The U.S. Food and Drug Administration is warning consumers not to purchase or use drugs advertised nationwide as a “healthy man alternative to the little blue pill” or “healthy man,” or “the power pill” for erectile dysfunction on broadcast and internet radio platforms such as iHeart Radio, as these drugs have not been approved by the FDA.

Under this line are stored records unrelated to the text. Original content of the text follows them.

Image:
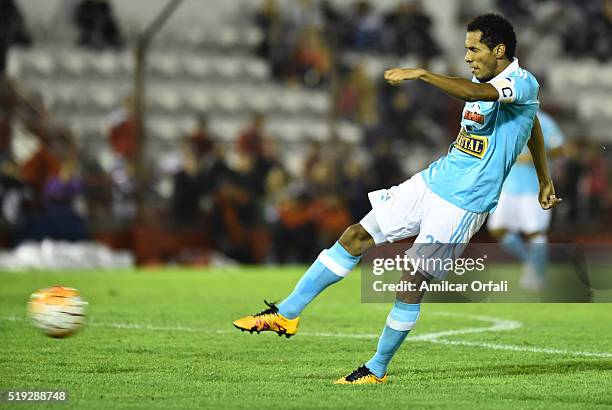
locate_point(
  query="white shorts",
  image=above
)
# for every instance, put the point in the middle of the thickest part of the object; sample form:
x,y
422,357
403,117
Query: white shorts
x,y
519,213
411,208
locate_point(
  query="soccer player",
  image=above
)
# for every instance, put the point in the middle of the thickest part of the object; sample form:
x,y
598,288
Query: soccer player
x,y
446,203
518,212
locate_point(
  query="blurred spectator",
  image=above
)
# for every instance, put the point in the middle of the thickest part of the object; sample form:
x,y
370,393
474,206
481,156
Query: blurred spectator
x,y
14,193
274,45
312,58
12,30
408,31
122,130
250,140
302,15
357,99
363,27
289,217
58,220
96,25
516,10
202,172
590,35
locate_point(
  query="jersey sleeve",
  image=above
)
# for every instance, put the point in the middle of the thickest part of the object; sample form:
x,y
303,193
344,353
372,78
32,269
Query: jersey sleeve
x,y
553,136
515,90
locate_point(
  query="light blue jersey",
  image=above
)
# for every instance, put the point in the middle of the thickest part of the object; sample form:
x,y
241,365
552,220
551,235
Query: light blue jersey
x,y
523,178
492,135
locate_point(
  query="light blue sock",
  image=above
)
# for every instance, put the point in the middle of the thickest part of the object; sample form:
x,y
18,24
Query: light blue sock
x,y
513,243
538,254
332,265
399,322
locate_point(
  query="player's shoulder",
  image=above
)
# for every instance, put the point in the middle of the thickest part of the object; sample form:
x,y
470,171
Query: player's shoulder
x,y
523,75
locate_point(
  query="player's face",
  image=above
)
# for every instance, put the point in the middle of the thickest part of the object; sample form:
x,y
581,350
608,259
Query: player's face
x,y
479,57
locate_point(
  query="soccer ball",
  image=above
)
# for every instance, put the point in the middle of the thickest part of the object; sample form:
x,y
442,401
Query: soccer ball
x,y
57,311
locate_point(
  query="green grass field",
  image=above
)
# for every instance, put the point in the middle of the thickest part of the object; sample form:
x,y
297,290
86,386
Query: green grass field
x,y
164,339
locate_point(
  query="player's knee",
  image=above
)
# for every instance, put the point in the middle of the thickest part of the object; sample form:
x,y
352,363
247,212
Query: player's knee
x,y
355,239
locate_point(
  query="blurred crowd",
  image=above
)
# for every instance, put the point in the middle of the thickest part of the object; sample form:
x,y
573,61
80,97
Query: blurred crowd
x,y
242,197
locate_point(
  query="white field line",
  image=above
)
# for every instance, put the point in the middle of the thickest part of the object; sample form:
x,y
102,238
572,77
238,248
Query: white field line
x,y
497,325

The FDA confirmed that consumers have received these drugs, without a prescription, which contain 100 mg of sildenafil, the active ingredient in Viagra. This is a dangerous dosage strength for certain patients including the elderly and those with impaired liver and kidney function. When sildenafil interacts with nitrates in some prescription drugs, such as nitroglycerin, a person’s blood pressure can reach dangerously low levels. People with diabetes, high blood pressure, high cholesterol, or heart disease often take nitrates.

Do not use these products. If you have used these products and became ill or otherwise experienced an adverse event, contact your health care provider. FDA continues to warn consumers that medications purchased from unapproved and/or unlicensed sources may be dangerous as they can be counterfeit, contaminated, improperly stored and transported, ineffective, and/or unsafe.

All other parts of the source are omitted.